Equities Trading Defined
Equities trading is the purchasing and selling of corporate stock shares on public exchanges or in over-the-counter markets, whether they’re domestic or foreign. Although similar to the stock market, equities trading is much more complex, involving many kinds of securities. This kind of trading can be and is done 24 hours a day, seven days a week, 365 days a year, and forms a huge portion of the global economy. Among other factors, equities trading rates act as economic indicators by which financial analysts gauge the fiscal status of world markets.
What Is Equity?
“Equity” in investment matters is defined as the amount of interest that ownership holds in a corporation, embodied in the form of company stocks, whether common or preferred. It can also refer to the total amount of corporate assets minus the sum of corporate total liabilities, which is called shareholder equity, net worth, or book value. In relation to futures trading, equities are the values of the securities being traded; in a brokerage account, equity is the net value of the account, meaning the value of the securities in that account minus any marginal requirements.
What Are Securities?
Securities are investment instruments that are issued by corporations, governments, and other organizations to give evidence of debt or equity, excluding life insurance policies and fixed annuities. Some examples of securities are stocks, bonds, U.S. Treasury notes, interests in profit-sharing agreements, shares of royalties or leases of mineral and other mining rights, certificates of deposit, and collateral trust certificates. Each of these instruments has a physical, monetary value that can increase or decrease depending on market trends and economic indicators.

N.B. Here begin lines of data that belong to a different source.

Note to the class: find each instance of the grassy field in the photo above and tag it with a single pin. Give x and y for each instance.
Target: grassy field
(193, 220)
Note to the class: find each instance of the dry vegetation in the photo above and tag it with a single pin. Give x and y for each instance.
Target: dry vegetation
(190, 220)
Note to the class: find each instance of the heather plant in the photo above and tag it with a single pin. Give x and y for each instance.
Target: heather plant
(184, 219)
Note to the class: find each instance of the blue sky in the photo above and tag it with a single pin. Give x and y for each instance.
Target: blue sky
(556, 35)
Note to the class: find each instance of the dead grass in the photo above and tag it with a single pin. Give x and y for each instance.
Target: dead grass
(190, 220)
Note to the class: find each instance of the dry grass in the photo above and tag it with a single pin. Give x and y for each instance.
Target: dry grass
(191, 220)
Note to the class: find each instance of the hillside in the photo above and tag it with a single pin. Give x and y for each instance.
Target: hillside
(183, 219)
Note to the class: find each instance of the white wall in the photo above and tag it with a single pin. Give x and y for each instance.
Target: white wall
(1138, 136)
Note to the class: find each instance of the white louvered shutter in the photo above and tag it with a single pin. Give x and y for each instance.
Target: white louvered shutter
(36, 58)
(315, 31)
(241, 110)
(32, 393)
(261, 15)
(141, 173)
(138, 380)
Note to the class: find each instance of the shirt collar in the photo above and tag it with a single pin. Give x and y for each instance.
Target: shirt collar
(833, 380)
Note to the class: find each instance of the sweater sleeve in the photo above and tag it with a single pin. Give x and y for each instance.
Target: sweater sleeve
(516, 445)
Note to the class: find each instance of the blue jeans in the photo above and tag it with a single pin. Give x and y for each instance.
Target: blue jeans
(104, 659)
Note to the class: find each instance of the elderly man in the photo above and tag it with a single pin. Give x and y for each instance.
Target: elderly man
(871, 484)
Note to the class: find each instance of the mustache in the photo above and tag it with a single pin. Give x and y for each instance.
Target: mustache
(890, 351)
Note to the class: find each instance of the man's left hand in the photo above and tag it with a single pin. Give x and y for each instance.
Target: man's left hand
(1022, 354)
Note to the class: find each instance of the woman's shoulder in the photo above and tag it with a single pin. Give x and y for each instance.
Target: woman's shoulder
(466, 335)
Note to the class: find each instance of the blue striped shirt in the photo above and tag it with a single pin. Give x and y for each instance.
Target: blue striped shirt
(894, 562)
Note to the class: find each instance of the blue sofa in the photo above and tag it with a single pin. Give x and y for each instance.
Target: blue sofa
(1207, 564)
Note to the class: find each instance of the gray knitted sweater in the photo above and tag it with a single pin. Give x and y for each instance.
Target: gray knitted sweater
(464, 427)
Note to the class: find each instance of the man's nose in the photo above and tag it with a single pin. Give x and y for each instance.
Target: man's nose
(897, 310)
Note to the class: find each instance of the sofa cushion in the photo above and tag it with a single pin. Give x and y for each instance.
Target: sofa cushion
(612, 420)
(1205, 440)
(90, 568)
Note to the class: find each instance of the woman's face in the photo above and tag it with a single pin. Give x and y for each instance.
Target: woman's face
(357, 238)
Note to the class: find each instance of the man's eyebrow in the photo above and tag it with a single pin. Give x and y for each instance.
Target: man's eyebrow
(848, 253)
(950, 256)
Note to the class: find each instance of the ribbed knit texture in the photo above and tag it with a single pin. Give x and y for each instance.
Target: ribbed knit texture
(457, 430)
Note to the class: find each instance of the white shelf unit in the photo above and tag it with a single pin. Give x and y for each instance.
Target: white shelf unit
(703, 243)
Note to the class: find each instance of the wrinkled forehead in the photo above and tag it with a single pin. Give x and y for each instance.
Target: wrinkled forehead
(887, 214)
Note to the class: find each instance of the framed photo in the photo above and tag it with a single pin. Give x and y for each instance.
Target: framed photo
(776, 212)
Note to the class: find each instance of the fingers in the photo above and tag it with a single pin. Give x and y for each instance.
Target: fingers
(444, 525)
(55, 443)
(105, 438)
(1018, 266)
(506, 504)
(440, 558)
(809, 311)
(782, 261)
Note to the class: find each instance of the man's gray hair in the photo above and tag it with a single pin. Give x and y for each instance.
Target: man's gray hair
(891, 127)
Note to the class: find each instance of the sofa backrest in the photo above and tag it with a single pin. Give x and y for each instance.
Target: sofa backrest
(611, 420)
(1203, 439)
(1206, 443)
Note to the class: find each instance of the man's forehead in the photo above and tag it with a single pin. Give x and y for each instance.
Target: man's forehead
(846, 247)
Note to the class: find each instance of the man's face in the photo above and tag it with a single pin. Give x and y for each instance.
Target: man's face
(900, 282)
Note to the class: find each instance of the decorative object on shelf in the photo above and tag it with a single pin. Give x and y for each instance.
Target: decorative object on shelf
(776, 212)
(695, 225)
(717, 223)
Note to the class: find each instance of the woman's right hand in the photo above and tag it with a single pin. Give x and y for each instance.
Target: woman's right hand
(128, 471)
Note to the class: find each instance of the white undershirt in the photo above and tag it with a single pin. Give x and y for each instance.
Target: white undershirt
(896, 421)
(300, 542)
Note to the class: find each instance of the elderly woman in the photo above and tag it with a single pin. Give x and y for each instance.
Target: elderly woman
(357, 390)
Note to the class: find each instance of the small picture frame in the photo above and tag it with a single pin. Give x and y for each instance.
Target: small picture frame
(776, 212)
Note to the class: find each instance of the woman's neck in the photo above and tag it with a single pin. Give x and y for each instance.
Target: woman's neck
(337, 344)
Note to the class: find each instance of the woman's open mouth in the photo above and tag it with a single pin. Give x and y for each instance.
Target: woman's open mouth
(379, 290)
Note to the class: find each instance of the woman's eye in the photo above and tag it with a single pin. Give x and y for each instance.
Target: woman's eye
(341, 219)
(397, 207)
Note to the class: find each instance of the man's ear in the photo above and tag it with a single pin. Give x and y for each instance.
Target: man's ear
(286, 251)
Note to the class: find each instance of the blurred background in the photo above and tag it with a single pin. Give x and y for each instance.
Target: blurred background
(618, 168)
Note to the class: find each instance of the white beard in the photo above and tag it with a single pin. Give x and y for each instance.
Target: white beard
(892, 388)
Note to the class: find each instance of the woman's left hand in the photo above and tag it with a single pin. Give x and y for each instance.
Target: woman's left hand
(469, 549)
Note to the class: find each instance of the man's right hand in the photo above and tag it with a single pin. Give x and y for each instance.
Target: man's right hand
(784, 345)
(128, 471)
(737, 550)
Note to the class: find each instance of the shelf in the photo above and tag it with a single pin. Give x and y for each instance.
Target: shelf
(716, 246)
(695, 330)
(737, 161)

Where Does Equities Trading Take Place?
Typically, equities trading is done through the major national stock exchanges, such as the New York Stock Exchange. Other large international markets are the London Stock Exchange, which is mainly for the European market, and the Tokyo Stock Exchange, which is the main Asian and Oceanic market. Each stock exchange has its own particular market makers, which limit volatility (price fluctuations) by purchasing and selling the shares of particular companies on behalf of their clients and themselves.
How Does It Work?
Equity trading is done electronically, with buying and selling orders matched by computer, by almost every exchange worldwide. Owners of the securities can trade equities, or agents, or brokers, may handle them for short-term profit or longer-term investment. Agents are paid commissions. Money is made or lost when the spread, or difference, varies from the original price of the security as determined by market makers. Equities can be traded as a combination of stocks and options, called arbitrage, or stocks can be bought to capture their dividends.
Equities trading is a complicated system of generating income used worldwide. Equity traders are highly trained to be experts in their fields and make high commissions for their services. This intricate system of valuing and devaluing securities is one of the financial arteries that speeds growth and development.